The issue is how Apple wields that monopoly and both the plaintiff and the judge in the California case think Apple may need to loosen the iPod’s ecostrings.
It’s the whole ’closed system‘ perspective that seems to continue to haunt Steve Jobs and Apple. Granted, the iPod ecosystem works very well. No one else has bettered the mousetrap.
That’s the point. It’s a trap. Mostly. Once you buy an iPod, you’re pretty much obligated to use iTunes if you want to listen to music on said iPod.
Once you start with iTunes, you’re just a click away from the iTunes Music Store, and, if you’re an iPod owner, that’s pretty much the only store from which you can buy tunes that will play on the iPod.
Except Wal-Mart, or Tower Records, or Sam Goody, or Target, or… you get the idea. There are alternatives, but online it’s mostly iTMS or nothing if you’re an iPod owner.
For example, you can’t buy music on Microsoft’s Music Store and play them on your iPod or within iTunes (not easily, not legally). But that’s not Apple’s fault.
Then again, Microsoft is not the monopolist when it comes to music on PCs. It’s an also ran. A runner up to the crumbs left by Apple’s stampede.
The lawsuit, and others of similar ilk, have a case, though with many holes. While Microsoft abused their monopolistic position by forcing manufacturers to pay for Windows on every PC shipped, and to bundle software (illegally, it was determined), Apple doesn’t really ’force‘ iPod buyers to use iTMS.
That’s the difference, and it’s a big difference. The problem is that you can’t use other music from other online stores employing DRM (digital rights management) not compatible with iTunes.
Whose fault is that? Apple’s? Yes and no.
The remark about Microsoft deliberately modifying Windows to make Quicktime shaky is not completely true. The Quicktime plugin developers did not fully understand what they were doing, and were relying (unknowingly) on an undocumented side-effect. When that changed, they had problems. That was definitely Apples fault, not Microsofts.
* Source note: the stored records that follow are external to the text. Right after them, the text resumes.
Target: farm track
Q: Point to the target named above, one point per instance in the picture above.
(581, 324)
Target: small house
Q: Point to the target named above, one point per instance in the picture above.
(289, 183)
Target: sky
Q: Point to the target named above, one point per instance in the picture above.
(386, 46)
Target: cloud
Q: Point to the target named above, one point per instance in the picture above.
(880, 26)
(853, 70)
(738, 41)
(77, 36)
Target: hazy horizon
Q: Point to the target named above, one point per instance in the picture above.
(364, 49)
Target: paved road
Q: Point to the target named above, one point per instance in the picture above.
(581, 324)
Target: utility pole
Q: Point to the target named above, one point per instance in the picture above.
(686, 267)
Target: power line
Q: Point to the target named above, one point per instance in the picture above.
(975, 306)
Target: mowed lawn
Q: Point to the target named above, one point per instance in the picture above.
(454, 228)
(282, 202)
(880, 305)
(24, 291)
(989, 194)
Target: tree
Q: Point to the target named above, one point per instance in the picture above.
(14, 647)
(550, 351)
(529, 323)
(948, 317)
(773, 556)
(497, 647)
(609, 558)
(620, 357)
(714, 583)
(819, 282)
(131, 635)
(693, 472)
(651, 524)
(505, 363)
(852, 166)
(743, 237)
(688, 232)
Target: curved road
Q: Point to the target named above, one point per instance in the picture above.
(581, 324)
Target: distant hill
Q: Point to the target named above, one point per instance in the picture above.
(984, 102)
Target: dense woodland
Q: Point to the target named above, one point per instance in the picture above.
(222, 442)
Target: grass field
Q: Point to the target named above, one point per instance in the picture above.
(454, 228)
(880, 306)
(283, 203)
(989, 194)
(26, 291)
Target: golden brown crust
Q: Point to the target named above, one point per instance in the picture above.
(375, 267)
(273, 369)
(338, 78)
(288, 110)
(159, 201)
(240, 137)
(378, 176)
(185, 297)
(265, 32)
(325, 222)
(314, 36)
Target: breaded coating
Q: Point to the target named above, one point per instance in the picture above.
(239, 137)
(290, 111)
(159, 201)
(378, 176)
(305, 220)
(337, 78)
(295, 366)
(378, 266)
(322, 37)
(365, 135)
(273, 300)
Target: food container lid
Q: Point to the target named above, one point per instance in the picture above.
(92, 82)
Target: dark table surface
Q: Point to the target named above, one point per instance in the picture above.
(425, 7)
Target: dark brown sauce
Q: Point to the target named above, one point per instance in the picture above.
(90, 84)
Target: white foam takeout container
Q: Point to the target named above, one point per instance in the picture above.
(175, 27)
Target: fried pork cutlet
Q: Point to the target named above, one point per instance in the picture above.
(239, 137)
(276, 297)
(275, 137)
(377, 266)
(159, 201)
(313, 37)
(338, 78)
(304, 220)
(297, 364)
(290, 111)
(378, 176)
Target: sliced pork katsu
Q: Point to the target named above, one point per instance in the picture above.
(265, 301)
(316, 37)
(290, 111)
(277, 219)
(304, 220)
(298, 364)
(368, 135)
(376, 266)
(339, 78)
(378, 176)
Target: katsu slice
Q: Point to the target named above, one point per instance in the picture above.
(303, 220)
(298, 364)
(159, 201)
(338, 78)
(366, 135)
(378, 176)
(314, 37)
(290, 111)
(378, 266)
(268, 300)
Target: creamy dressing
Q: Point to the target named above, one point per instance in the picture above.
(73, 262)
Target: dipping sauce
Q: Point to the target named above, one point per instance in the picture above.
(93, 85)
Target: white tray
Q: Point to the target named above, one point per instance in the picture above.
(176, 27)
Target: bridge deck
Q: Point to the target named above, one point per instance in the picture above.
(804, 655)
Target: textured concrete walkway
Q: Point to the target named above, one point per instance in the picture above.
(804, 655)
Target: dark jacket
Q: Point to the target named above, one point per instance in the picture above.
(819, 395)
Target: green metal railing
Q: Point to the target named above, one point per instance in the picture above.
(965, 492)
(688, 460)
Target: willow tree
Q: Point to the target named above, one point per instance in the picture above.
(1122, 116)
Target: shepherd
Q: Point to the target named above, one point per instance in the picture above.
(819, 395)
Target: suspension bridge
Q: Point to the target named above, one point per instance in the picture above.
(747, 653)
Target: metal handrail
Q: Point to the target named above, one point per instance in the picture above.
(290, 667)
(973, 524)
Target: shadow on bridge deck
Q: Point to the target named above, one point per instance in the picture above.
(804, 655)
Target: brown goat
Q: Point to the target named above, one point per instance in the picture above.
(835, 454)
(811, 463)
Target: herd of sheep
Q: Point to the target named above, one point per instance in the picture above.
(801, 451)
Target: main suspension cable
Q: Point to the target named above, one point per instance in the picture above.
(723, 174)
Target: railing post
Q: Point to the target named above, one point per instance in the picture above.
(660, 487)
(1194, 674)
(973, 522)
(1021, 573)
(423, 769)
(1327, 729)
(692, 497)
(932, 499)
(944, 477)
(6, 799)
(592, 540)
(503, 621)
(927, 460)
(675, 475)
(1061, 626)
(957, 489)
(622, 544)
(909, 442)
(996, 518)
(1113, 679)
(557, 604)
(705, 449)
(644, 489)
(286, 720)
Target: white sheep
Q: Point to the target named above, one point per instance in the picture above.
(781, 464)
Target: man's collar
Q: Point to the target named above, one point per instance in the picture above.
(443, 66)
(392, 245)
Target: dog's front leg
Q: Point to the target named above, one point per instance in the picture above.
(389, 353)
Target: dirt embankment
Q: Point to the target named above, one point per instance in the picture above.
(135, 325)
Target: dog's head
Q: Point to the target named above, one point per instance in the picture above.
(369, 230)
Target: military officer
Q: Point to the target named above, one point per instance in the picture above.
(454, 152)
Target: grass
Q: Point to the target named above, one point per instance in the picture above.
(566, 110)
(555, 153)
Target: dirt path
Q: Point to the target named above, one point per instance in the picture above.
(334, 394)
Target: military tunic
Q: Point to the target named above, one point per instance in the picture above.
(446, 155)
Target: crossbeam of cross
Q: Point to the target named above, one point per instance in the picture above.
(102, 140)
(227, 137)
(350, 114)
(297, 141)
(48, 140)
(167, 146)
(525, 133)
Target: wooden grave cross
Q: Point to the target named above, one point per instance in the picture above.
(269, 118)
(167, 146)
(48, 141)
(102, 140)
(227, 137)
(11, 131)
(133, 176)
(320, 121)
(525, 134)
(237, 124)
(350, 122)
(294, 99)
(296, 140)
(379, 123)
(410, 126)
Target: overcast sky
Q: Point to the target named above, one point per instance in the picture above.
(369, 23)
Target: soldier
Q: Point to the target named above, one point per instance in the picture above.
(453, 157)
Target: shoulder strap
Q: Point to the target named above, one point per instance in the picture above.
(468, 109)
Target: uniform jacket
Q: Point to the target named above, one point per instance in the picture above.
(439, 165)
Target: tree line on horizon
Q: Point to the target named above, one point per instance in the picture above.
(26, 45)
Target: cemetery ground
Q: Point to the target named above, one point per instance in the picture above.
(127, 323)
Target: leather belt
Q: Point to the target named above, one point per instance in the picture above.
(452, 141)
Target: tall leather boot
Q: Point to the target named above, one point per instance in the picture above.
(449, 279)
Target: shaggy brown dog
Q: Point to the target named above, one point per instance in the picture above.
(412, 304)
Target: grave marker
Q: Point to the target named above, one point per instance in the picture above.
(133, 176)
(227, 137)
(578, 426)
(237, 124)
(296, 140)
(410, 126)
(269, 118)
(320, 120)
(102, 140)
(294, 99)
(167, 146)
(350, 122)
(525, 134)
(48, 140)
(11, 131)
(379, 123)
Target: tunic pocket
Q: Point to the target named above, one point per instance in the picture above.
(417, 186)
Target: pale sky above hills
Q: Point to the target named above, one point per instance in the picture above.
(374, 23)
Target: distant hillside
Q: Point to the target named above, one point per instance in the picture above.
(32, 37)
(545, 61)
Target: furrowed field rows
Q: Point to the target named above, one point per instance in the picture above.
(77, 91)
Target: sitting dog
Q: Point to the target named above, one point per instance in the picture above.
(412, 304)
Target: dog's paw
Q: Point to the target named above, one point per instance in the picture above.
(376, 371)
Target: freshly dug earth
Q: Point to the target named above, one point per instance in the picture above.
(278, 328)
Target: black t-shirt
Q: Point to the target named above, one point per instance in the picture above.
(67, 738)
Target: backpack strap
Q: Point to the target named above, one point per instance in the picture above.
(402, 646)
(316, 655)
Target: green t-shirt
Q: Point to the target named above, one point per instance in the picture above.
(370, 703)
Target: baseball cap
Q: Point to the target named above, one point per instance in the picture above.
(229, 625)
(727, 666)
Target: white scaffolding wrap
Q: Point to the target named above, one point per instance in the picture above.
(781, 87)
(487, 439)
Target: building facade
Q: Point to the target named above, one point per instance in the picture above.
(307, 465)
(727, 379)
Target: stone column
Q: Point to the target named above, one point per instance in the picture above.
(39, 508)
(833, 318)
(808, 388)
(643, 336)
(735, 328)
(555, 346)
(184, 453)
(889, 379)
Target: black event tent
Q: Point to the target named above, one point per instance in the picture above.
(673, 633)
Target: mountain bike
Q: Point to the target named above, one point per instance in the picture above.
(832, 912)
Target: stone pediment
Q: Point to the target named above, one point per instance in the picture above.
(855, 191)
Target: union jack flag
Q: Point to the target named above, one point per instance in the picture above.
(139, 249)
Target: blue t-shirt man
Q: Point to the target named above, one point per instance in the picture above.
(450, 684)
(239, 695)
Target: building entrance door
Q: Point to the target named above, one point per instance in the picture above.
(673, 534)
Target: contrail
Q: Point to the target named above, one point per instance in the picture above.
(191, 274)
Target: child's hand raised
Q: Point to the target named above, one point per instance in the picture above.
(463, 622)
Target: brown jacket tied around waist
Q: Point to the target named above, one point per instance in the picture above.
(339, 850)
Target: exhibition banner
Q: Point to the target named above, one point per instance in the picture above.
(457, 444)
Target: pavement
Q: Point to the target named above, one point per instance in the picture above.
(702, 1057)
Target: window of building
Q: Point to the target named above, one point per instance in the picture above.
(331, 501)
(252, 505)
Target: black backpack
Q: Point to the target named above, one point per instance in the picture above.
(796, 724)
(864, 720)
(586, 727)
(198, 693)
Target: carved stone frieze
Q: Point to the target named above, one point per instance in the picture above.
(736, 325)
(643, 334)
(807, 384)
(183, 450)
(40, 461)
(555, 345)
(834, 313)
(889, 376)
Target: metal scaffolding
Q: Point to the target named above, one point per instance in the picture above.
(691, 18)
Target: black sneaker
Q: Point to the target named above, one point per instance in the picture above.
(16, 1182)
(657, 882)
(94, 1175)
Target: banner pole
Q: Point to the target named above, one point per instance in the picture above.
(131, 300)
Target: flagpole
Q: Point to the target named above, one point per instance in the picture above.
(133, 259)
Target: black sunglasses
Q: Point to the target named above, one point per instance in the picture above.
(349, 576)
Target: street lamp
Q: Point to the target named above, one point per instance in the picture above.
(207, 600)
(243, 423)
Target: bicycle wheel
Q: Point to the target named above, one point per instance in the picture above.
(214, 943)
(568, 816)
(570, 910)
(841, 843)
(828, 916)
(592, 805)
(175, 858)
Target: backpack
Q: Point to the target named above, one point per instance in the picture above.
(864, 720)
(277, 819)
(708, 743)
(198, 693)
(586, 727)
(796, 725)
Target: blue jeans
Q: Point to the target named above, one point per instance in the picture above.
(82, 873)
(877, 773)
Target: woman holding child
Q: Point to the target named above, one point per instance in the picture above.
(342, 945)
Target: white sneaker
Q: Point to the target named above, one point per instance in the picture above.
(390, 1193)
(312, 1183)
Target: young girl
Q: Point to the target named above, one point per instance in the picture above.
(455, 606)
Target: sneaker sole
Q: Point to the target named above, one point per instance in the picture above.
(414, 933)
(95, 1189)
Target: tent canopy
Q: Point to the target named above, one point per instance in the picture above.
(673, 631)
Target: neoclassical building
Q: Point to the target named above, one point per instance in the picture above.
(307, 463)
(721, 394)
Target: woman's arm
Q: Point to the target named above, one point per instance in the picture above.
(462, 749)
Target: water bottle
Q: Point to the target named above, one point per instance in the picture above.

The whole “why won’t Apple license Fairplay” issue needs to be considered from a real business perspective. Does anyone know for a fact that Apple haven’t said to anyone “Sure, you can use it, the one-time cost is $1,000,000,000”? (Long term, thats probably not an unrealistic figure)
The courts cannot mandate a price for a company to sell its IP. That would set a precedent that would bring down the US economy.
You might as well sue Microsoft for not “making Steve Jobs an offer he can’t refuse”. That’d probably be the responsible thing for Microsoft to do, where responsible == return the greatest profit to MSFT shareholders.
Hell, Apple are already being hauled over the coals for charging 3rd party manufacturers a fee per unit for using iPod-compatible connectors. No-ones suing over that price-gouging, because they can’t. Its not illegal to price your product exorbitantly - if you can’t afford to make iPod-compatible hardware, thats *your* problem, go make parts for some other mp3 player.
Market forces are supposed to sort this one out. Your new widget appears on the Dell player instead, its an instant hit, people drop the iPod in droves, you get to sleep “on piles of money with many beautiful girls”
The one counter to all of this, that I’m aware of, is the “inter-operability” argument. That Apple should be forced to open its IP up, so that its competitors can inter-operate with it, in the same way that the EU forced Microsoft to show the Samba guys its internals.
But this is not the same situation - the iPod can already play MP3. The only thing it won’t do is support “someone elses file format” and thats a function of the business deal between two third parties, the other vendor and the music industry.
If the courts rule that Apple has to change its ways so that Microsoft and Sony can broaden their markets whilst maintaining their current contracts, then they (the courts) have sunk to an amazingly corrupt new low.